(Usa, 1998, 60’)
Il docufilm di Barbara Hammer si apre con un’emozione: le foto di Alice Elizabeth Austen (1866-1952) una fotografa straordinaria che abitava in una casa fatta costruire nel Seicento a Staten Island, uno dei distretti di New York, chiamata Clear Comfort. Foto dirompenti di ragazze e donne travestite da uomo o in abito lungo, con amici gay, a letto in due o anche in tre, con camicie da notte a bit proustiane che fanno pensare al mondo lesbico e queer pullulante nella Recherche, lesbiche rocciatrici, nuotatrici, canottiere, lesbiche in gruppo al mare o al pic-nic…
Oggi la casa di Alice Austen è diventata un museo grazie alle battaglie di cittadini coscienziosi che nel 1960 hanno recuperato la casa, il parco e il giardino.
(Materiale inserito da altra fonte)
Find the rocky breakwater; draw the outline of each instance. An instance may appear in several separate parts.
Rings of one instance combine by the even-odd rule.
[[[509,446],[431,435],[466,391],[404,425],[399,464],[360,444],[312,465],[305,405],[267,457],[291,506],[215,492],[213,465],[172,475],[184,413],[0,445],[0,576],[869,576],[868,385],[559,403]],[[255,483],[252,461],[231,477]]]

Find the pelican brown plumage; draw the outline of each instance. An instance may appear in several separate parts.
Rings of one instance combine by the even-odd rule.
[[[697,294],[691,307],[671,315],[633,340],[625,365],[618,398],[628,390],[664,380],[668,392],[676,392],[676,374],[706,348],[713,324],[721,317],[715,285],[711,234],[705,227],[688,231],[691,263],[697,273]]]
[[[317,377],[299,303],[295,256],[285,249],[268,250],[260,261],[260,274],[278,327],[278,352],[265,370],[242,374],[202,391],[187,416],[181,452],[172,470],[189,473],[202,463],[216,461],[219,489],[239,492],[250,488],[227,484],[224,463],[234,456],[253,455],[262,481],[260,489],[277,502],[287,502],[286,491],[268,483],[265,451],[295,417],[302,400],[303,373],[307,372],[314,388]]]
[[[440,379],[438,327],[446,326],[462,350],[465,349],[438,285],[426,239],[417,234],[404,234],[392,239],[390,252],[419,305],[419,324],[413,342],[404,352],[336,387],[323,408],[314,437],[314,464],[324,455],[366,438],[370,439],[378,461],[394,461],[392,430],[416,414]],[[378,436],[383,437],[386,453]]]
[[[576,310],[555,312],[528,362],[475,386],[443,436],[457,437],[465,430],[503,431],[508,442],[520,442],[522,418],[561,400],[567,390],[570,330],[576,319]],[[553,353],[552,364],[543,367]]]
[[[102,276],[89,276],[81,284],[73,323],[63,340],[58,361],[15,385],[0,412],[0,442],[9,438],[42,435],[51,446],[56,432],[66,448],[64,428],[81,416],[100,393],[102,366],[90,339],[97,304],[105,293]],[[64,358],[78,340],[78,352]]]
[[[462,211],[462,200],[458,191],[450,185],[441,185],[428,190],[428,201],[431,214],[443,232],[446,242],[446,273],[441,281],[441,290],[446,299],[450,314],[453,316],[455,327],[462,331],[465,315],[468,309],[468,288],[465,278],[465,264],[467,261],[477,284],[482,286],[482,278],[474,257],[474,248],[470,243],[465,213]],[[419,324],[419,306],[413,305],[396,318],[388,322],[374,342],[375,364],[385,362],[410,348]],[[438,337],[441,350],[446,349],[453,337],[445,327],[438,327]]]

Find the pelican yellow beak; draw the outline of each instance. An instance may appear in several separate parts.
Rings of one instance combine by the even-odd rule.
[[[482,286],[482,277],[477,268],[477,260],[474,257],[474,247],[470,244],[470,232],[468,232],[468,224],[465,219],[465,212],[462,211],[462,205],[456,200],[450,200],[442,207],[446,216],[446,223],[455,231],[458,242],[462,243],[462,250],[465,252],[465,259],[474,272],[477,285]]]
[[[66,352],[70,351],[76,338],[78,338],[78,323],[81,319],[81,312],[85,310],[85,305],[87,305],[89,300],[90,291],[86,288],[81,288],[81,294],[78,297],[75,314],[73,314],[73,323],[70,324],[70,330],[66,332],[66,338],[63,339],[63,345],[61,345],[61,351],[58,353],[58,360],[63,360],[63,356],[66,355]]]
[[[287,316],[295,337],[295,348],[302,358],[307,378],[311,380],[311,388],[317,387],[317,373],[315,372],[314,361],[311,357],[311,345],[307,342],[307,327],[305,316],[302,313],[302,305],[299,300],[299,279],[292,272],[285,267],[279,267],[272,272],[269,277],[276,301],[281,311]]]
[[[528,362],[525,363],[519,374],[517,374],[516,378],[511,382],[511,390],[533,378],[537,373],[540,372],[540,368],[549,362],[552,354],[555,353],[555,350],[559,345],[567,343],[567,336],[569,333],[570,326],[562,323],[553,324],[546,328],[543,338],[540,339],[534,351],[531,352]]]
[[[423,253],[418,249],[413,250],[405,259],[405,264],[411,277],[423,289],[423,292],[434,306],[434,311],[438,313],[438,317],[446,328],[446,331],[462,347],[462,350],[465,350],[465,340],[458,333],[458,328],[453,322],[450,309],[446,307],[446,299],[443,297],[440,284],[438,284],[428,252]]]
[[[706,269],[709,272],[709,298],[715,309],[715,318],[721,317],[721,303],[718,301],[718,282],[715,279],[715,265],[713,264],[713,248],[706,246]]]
Tuttavia permane sia nella cittadinanza che in alcuni media il luogo comune lesbofobo che l’artista sia da definire “fotografa” senza parlare della sua sessualità, riducendo l’importanza cruciale di una vita lesbica tra fine Ottocento e prima metà del Novecento a mera vita privata, da celare.
Il museo come closet, appunto.
Sull’emergere della dimensione lesbica nella storia delle artiste e sulla rimozione o misconoscimento di questa nell’impostazione museale, nei media e fra la cittadinanza mainstream si snoda tutto il docufilm di Barbara Hammer, passando da Alice Austen all’artista e performer dadaista Hannah Höch alla contemporanea newyorkese Nicole Eisenman. I lavori di quest’ultima sono un vero godimento pop e trash dotato di una forza espressiva oltre i canoni dei generi, dove il corpo lesbico queer emerge e letteralmente buca lo schermo.
Barbara Hammer, infine: un genio lesbico da poco scomparso, che mancherà a tutta la lesbian nation mondiale. Miss you.